Doctors against animal experiments Therefore, animal experiments in medicine are completely unnecessary

Doctors against animal experiments Therefore, animal experiments in medicine are completely unnecessary / Health News
Animal experiments have long been criticized - especially because innumerable animals are exposed to great suffering. What is less well-known, however, is that many scientists and physicians reject experiments on living animals - not only for ethical reasons, but also for medical as well as scientific reasons. They consider this method a wrong way, because it would have dangerous consequences to transfer results from animal experiments to humans.


Dr. Utz Anhalt interviewed leading members of the "Doctors Against Animal Testing", who call for an end to animal testing because these animals inflict unnecessary suffering and at the same time have no value for scientific knowledge and medical practices in humans.

Image: Henrik Dolle - fotolia

Can you tell us something about The Doctors Against Animal Testing? When and why was this organization founded. What are the goals? What have you achieved so far? "

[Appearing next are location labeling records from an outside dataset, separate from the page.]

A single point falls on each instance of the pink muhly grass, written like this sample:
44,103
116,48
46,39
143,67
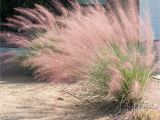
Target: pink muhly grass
135,91
86,33
115,85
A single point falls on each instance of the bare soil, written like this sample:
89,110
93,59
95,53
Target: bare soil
22,98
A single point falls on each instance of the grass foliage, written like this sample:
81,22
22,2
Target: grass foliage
96,43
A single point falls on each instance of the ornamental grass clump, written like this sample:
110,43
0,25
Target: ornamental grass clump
111,48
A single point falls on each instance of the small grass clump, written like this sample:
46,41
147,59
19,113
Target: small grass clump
146,114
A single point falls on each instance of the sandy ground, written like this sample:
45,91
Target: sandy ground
23,99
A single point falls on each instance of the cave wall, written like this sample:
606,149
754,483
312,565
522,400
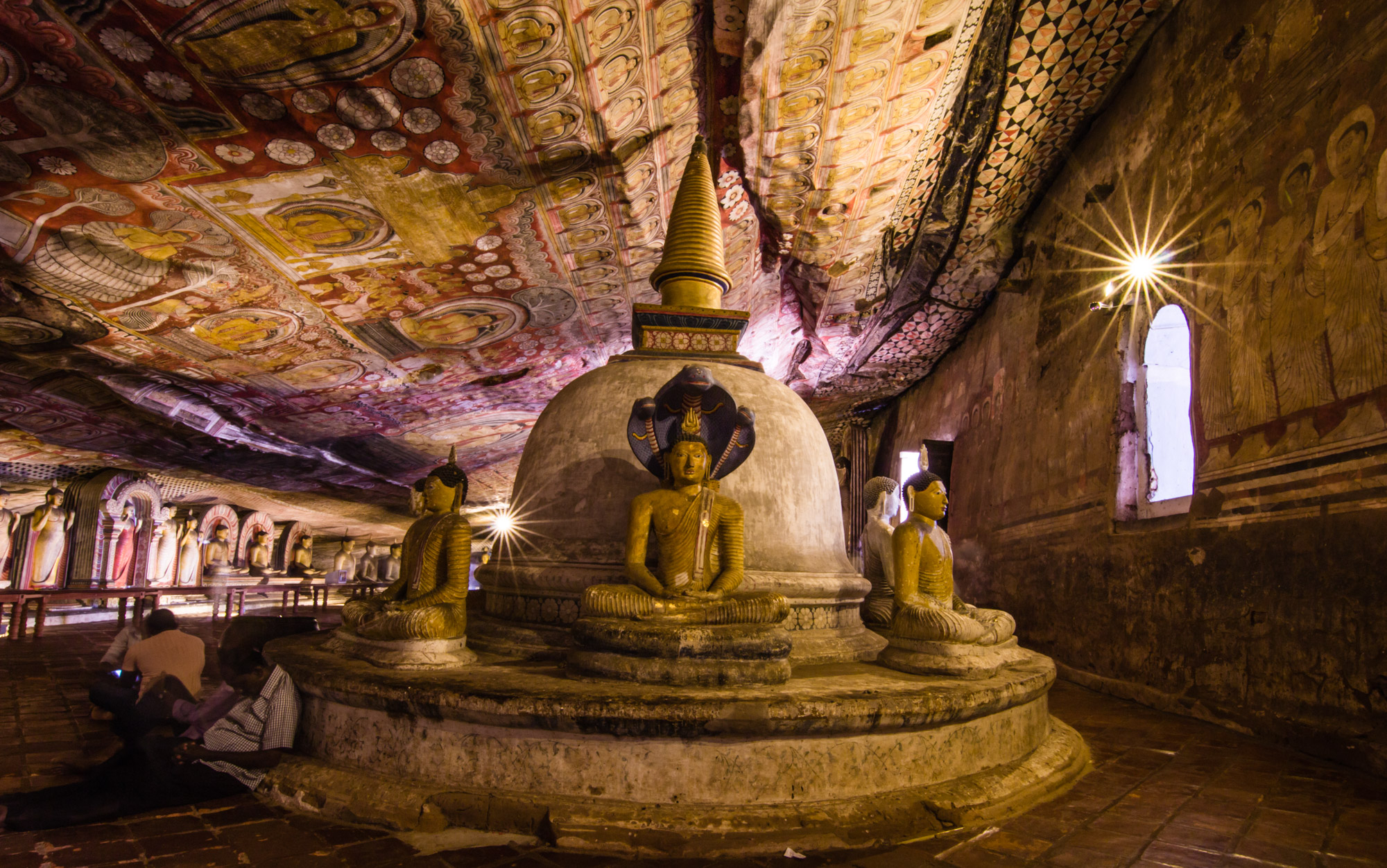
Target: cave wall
1259,130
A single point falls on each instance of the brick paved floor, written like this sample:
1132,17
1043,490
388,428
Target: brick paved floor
1166,791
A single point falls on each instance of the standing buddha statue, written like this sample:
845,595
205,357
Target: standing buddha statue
429,601
52,525
8,525
883,498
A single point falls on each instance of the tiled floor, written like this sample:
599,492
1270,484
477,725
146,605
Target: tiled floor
1166,791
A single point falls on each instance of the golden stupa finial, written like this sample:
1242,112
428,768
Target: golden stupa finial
691,272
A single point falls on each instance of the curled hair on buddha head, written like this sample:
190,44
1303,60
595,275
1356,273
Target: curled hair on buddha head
923,480
876,487
691,431
450,475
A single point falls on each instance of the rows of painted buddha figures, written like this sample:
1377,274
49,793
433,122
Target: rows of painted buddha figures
112,529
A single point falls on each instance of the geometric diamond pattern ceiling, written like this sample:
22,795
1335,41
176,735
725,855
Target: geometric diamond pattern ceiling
314,245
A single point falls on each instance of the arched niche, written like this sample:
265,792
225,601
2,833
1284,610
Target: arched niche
113,526
253,523
289,536
216,517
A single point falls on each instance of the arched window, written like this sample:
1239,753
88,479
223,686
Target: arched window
1164,407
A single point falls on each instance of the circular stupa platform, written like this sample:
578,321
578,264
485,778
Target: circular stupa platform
844,755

The Doctors Against Animal Testing Association was founded in 1979 by the neurologists Margot and Herbert Stiller, the ophthalmologist Reinhold Braun and like-minded colleagues in Hamburg, recognizing that animal testing is deeply unethical and the results from animal testing are of no value because of significant differences between humans and animals have.

Under the motto "Medical progress is important - animal experiments are the wrong way!", The association has since advocated for a general abolition of animal experiments, as they are rejected for ethical, medical and scientific reasons.

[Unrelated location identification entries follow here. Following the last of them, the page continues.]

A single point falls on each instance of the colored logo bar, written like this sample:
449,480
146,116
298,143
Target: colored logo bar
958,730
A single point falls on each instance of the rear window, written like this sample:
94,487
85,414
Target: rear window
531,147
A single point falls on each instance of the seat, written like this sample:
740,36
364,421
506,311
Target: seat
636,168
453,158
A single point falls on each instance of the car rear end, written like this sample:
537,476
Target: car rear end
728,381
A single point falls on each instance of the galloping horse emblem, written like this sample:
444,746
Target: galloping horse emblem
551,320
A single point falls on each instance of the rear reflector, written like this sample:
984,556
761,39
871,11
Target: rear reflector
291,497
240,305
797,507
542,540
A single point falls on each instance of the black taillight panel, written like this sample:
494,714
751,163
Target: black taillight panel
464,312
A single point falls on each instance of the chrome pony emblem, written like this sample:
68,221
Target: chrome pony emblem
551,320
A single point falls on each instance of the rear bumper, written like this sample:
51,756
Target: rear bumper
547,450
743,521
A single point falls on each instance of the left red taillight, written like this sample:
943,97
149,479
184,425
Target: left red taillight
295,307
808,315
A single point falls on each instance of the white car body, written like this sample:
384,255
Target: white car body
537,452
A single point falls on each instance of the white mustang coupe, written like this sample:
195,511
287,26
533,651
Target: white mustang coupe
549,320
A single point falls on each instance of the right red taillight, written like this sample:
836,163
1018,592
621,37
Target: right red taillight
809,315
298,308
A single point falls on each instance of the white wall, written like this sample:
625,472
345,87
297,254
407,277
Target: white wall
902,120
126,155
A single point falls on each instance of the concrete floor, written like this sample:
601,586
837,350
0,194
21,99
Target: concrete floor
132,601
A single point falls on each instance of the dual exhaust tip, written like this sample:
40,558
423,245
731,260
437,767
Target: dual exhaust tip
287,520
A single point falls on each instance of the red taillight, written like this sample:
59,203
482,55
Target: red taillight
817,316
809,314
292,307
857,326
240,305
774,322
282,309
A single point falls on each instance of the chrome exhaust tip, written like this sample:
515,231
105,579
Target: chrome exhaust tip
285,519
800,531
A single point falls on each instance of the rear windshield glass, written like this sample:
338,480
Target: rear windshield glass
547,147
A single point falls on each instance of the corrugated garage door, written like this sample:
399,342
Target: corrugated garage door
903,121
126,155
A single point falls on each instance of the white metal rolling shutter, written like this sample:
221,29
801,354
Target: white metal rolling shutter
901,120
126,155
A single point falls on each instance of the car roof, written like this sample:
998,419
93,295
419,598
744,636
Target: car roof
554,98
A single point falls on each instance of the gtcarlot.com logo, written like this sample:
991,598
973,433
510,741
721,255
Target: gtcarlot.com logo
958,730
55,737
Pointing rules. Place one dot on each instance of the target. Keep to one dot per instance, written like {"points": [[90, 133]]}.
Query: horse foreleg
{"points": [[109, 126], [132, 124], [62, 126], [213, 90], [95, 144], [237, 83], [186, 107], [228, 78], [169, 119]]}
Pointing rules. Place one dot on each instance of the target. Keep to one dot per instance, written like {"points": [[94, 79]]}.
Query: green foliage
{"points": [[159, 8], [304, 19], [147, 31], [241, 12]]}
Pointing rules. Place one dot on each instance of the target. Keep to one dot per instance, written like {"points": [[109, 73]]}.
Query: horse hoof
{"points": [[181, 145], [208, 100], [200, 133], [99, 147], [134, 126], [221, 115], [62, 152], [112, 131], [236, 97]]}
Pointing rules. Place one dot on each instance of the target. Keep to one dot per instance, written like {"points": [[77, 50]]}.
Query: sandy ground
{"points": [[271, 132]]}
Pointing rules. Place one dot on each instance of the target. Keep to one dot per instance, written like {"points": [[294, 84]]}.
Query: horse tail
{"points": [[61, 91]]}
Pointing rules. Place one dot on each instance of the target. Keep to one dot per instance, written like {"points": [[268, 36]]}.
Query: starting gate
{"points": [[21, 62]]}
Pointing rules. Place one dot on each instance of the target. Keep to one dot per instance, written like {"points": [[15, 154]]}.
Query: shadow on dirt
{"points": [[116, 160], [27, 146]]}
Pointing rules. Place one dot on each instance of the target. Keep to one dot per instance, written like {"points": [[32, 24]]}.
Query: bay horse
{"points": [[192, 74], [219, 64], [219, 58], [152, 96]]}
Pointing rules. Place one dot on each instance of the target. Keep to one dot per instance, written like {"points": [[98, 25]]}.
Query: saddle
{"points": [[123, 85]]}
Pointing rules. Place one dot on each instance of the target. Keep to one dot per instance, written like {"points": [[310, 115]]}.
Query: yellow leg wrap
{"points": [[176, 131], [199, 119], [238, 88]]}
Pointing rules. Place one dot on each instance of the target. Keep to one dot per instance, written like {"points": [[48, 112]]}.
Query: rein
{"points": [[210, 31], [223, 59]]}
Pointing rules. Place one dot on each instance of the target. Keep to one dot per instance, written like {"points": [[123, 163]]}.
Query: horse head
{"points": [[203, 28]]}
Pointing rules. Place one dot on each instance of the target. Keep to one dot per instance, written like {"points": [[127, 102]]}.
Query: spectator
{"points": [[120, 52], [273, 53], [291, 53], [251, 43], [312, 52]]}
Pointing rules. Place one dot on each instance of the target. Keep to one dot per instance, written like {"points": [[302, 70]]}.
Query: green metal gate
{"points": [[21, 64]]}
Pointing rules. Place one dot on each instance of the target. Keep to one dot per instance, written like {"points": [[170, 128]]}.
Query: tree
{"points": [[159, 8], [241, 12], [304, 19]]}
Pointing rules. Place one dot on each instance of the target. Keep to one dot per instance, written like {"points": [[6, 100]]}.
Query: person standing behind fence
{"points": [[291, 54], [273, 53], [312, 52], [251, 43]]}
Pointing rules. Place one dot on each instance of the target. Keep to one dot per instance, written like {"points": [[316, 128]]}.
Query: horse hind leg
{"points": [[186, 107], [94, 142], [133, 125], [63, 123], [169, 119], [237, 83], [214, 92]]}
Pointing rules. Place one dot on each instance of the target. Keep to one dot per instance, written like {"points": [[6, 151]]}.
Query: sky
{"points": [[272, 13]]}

The Doctors Against Animal Testing Association plays an important role within the animal rights and animal rights movement in developing and providing scientifically sound arguments against animal experiments, in researching background information from animal research-based research, as well as in information on the state of development of animal-free methods.

The aim of the association Doctors Against Animal Experiments e.V. is the abolition of all animal experiments.

A particularly important success of our 36 years of ongoing education with u.a. Information booths, campaigns, signature campaigns, press releases, is that animal testing has become a public issue with increasing media exposure, political pressure has been generated, and that animal-free research is being driven forward.

The association maintains since the mid-1990s, an Internet database in which several thousand animal studies are recorded and described comprehensible to laymen to convey an impression of the cruelty and absurdity of animal experiments.

With our Eastern Europe project we are already providing animal testing-free teaching aids to 55 institutes in 5 countries of the former Soviet Union. Thus, they forego the so far numerous animal experiments in student education. This enabled 38,000 vertebrates (dogs, cats, rabbits, rats and frogs) and 15,000 invertebrates to be saved each year from suffering and dying in animal experiments.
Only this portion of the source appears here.